Chapter 8 - Section 8.1 - Matrix Solutions to Linear Systems - Exercise Set - Page 895: 54

It can be solved with the help of matrices by carrying out various row operations on the augmented matrix.

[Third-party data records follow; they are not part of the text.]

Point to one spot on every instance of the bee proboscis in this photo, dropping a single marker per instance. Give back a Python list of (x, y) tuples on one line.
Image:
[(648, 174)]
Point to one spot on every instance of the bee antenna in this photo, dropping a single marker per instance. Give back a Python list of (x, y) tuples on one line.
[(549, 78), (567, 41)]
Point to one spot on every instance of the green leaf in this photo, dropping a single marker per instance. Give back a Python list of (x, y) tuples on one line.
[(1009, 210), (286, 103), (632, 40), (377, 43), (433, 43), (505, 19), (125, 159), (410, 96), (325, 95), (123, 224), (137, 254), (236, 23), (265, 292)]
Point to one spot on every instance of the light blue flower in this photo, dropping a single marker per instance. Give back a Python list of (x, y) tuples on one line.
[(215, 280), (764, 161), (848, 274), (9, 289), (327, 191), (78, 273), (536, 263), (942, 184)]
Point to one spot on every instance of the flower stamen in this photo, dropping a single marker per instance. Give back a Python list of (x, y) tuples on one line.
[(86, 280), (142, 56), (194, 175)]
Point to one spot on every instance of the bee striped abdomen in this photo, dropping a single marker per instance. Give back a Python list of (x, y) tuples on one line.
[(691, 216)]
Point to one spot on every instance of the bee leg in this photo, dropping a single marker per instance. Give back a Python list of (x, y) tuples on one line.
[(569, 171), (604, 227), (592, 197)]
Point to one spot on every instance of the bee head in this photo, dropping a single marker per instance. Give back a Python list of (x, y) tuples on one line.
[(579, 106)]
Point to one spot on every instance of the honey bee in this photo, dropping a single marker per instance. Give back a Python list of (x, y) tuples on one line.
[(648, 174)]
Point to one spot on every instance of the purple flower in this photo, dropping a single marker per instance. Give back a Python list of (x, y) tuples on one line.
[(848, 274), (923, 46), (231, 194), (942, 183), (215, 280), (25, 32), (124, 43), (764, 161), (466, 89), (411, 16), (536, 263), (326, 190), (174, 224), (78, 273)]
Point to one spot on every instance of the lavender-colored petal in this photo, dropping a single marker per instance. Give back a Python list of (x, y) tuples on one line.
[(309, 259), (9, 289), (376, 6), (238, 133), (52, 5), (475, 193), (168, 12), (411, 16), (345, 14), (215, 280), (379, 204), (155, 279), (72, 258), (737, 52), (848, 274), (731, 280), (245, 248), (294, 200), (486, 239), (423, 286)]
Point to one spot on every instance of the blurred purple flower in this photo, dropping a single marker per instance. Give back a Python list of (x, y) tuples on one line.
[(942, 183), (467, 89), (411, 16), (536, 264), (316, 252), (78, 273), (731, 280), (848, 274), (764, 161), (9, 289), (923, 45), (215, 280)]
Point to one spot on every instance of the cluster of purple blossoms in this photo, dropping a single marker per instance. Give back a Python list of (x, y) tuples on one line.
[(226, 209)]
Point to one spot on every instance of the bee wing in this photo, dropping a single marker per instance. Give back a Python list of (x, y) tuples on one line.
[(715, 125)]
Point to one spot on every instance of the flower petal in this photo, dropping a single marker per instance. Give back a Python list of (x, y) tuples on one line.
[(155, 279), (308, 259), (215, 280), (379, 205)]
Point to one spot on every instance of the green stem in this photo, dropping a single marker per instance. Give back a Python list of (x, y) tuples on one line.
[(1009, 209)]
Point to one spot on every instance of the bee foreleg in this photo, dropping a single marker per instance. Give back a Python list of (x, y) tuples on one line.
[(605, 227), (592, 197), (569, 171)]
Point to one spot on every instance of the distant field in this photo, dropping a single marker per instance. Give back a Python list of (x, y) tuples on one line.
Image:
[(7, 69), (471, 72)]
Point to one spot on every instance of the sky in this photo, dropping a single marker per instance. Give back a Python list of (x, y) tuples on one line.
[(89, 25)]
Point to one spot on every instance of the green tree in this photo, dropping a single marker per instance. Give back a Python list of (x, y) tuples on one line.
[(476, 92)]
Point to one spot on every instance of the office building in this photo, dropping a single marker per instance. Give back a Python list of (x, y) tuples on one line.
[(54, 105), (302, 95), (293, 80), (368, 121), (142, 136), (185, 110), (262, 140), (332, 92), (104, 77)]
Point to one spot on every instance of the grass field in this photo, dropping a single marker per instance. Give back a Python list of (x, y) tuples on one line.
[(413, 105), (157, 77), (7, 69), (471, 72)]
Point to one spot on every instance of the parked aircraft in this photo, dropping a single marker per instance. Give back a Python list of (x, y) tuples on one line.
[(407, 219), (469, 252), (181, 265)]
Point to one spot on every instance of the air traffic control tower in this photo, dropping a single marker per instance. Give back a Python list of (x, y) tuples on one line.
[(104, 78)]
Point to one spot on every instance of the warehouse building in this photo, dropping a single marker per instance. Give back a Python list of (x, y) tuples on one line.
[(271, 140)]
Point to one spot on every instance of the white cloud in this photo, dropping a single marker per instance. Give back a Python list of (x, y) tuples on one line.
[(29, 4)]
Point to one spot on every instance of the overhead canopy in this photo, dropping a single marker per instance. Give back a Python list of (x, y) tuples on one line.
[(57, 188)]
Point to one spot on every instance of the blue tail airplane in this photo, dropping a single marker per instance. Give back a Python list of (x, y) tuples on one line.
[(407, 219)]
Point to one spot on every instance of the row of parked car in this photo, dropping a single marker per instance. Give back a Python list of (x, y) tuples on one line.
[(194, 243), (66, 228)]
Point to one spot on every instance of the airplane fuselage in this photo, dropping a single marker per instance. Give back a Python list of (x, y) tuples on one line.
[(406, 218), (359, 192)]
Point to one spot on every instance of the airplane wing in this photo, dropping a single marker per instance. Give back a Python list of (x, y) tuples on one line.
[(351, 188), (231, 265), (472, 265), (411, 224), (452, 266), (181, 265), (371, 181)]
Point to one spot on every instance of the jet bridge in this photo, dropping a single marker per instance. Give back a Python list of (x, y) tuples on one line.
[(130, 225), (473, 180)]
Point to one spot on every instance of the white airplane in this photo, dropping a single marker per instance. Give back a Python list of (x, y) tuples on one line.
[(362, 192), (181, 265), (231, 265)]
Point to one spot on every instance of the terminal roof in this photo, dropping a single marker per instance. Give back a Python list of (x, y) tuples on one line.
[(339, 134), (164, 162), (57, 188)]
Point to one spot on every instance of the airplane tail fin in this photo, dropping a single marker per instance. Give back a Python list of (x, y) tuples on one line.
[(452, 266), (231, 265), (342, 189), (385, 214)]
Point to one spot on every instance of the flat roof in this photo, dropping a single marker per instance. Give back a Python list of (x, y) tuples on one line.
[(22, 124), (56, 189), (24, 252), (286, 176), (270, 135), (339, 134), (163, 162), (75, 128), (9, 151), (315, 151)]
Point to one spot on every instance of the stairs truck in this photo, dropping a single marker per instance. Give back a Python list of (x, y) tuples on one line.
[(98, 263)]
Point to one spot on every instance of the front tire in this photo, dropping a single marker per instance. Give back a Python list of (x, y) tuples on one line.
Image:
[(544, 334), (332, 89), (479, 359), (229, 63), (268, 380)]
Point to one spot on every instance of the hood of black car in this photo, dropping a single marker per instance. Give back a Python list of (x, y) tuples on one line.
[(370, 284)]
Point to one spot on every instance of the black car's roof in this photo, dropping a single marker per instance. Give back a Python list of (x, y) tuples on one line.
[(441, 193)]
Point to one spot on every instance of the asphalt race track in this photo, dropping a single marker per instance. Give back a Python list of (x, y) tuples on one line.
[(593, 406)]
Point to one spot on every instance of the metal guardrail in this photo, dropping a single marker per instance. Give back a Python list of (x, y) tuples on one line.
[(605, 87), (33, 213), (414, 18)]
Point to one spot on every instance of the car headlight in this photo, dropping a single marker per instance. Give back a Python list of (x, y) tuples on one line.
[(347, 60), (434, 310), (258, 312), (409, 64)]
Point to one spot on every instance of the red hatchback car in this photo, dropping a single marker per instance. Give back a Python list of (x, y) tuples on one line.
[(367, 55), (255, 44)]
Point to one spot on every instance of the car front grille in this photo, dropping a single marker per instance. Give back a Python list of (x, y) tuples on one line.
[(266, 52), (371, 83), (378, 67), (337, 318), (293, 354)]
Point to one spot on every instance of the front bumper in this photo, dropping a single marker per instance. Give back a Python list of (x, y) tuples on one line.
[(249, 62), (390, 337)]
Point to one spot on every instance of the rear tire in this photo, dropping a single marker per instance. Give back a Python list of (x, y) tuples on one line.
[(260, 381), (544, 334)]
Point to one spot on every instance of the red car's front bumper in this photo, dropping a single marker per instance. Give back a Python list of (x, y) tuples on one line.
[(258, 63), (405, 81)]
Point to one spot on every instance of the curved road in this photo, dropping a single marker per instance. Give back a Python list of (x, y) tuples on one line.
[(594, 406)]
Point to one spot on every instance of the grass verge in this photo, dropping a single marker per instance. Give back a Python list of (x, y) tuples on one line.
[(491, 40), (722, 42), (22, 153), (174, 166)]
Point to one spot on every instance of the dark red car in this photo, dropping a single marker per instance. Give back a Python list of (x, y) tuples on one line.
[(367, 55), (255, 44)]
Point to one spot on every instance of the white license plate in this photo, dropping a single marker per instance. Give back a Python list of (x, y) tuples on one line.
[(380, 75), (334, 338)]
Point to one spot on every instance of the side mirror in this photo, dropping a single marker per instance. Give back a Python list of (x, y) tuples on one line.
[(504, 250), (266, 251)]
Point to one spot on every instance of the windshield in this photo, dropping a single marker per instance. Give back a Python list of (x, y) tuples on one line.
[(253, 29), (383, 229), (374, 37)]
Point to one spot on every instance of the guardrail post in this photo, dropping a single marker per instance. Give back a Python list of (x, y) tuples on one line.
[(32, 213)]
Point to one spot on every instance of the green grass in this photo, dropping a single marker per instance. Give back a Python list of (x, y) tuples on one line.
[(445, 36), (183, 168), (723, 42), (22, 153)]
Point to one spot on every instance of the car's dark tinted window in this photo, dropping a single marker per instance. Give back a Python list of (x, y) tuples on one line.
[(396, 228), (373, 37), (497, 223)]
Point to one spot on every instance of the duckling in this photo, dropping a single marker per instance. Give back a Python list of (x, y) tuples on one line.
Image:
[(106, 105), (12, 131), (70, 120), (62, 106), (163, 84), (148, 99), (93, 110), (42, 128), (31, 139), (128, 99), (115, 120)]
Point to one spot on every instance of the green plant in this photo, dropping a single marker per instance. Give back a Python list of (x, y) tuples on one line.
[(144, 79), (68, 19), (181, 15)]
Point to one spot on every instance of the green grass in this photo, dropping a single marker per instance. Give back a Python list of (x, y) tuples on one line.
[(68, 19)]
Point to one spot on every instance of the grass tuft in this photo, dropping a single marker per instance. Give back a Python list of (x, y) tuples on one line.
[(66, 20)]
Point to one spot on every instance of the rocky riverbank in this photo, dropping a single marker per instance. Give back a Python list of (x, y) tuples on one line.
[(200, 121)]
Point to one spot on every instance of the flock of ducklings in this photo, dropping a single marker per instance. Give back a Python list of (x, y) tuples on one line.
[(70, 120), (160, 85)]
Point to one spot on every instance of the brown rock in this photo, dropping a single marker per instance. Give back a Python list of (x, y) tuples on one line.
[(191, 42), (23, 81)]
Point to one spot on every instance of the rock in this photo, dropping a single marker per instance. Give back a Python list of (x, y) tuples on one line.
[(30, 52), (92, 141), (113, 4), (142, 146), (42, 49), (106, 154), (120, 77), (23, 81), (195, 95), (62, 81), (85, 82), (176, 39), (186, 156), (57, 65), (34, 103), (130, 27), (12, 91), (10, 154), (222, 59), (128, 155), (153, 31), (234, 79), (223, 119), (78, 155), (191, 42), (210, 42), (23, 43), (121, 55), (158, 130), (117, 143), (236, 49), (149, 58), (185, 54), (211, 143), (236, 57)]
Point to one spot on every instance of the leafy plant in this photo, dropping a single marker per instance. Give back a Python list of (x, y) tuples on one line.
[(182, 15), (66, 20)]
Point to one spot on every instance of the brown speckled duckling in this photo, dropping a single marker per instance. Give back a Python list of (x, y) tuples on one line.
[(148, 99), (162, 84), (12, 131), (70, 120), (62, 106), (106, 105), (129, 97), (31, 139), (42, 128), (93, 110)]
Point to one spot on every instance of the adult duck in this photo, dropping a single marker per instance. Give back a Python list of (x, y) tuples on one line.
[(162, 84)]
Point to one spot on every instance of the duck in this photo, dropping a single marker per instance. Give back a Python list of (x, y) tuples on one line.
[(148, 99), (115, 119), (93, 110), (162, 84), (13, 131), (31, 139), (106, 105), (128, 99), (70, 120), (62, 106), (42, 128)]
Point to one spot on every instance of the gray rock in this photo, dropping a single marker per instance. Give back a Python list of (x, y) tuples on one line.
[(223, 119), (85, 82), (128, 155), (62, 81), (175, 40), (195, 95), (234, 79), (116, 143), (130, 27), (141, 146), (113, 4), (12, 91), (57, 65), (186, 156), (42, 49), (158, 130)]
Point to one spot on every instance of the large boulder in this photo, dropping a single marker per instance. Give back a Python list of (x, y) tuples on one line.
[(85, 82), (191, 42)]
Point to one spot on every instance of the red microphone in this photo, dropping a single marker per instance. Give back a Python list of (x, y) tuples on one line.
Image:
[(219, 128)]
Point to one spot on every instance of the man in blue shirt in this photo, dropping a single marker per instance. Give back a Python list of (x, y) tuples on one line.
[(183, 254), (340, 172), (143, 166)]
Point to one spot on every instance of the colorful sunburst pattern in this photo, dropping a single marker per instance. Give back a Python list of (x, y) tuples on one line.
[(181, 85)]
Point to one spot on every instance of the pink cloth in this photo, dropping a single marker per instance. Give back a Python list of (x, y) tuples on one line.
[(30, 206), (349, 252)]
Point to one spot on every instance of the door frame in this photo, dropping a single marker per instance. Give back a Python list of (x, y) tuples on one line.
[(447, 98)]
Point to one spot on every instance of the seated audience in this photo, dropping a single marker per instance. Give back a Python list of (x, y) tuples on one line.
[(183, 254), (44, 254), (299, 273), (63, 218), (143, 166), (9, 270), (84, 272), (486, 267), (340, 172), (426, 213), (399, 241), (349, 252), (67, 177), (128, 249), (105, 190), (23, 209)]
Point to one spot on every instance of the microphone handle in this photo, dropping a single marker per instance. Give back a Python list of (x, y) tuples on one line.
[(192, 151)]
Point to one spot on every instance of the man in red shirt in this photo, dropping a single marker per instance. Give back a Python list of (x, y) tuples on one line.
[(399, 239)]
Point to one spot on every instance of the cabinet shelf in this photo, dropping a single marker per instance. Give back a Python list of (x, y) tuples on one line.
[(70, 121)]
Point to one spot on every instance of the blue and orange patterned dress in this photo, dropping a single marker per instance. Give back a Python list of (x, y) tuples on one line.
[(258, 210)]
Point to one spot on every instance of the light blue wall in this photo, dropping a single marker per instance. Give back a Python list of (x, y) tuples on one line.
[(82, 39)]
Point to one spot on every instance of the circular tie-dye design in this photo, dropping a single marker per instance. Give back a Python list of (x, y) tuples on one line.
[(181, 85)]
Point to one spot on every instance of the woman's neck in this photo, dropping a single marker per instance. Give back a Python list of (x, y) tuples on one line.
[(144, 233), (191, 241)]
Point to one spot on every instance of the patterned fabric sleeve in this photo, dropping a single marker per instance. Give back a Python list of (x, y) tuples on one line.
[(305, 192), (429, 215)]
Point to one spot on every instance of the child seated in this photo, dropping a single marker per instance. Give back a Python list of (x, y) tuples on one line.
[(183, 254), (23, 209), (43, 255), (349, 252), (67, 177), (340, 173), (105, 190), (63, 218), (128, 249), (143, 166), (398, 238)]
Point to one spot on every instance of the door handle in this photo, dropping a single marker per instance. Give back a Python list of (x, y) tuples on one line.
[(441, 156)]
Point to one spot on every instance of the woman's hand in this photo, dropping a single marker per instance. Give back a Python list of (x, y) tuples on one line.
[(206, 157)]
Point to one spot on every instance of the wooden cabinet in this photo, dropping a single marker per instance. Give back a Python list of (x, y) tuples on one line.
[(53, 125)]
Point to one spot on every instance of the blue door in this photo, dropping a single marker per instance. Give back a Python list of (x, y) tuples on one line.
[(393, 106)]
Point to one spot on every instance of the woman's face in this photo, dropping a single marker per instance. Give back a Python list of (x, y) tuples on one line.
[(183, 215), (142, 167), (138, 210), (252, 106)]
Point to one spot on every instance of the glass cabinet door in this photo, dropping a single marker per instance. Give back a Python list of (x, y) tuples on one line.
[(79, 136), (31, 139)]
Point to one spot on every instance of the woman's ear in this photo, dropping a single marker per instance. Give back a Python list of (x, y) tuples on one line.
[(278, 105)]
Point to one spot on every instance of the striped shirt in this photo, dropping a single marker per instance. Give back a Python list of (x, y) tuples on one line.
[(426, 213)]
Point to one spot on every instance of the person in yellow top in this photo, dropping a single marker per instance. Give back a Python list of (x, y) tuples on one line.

It can be solved with the help of matrices by carrying out various row operations on the augmented matrix. In the Gaussian Elimination method, first we write the augmented matrix from the provided system of equations. Then we reduce the matrix into row echelon form by using the row operations. The system of equations that is obtained from this method has equations in more than one variable and the solution can be obtained by back substitution. Example: Consider a system of linear equations, $\left\{ \begin{align} & 3x+y-z=0 \\ & x+y+2z=6 \\ & 2x+2y+3z=10 \end{align} \right.$ The augmented matrix for the above system of equations is written as: $\left[ \begin{matrix} 3 & 1 & -1 & 0 \\ 1 & 1 & 2 & 6 \\ 2 & 2 & 3 & 10 \\ \end{matrix} \right]$ Convert the augmented matrix into row-echelon form. Replace ${{R}_{1}}\,\text{by}\,{{R}_{1}}-{{R}_{3}}$ to get $\left[ \begin{matrix} 1 & -1 & -4 & -10 \\ 1 & 1 & 2 & 6 \\ 2 & 2 & 3 & 10 \\ \end{matrix} \right]$ Replace ${{R}_{2}}\,\text{by}\,{{R}_{2}}-{{R}_{1}}$ to get $\left[ \begin{matrix} 1 & -1 & -4 & -10 \\ 0 & 2 & 6 & 16 \\ 2 & 2 & 3 & 10 \\ \end{matrix} \right]$ Replace ${{R}_{2}}\,\text{by}\,\frac{1}{2}{{R}_{2}}$ to get $\left[ \begin{matrix} 1 & -1 & -4 & -10 \\ 0 & 1 & 3 & 8 \\ 2 & 2 & 3 & 10 \\ \end{matrix} \right]$ Replace ${{R}_{3}}\,\text{by}\,{{R}_{3}}-2{{R}_{1}}$ to get $\left[ \begin{matrix} 1 & -1 & -4 & -10 \\ 0 & 1 & 3 & 8 \\ 0 & 4 & 11 & 30 \\ \end{matrix} \right]$ Replace ${{R}_{3}}\,\text{by}\,{{R}_{3}}-4{{R}_{2}}$ to get $\left[ \begin{matrix} 1 & -1 & -4 & -10 \\ 0 & 1 & 3 & 8 \\ 0 & 0 & -1 & -2 \\ \end{matrix} \right]$ Replace ${{R}_{3}}\,\text{by}\,-{{R}_{3}}$ to get $\left[ \begin{matrix} 1 & -1 & -4 & -10 \\ 0 & 1 & 3 & 8 \\ 0 & 0 & 1 & 2 \\ \end{matrix} \right]$ The system of equations for the above augmented matrix is given by $x-y-4z=-10$ …… (I) $y+3z=8$ …… (II) $z=2$ …… (III) Substitute the value of $z$ in equation (II) to get $\begin{align} & y+6=8 \\ & y=2 \end{align}$ Substitute the value of $y,z$ in (I) to get $\begin{align} & x-2-8=-10 \\ & x=0 \end{align}$ Thus, the solution is $\left( 0,2,2 \right)$.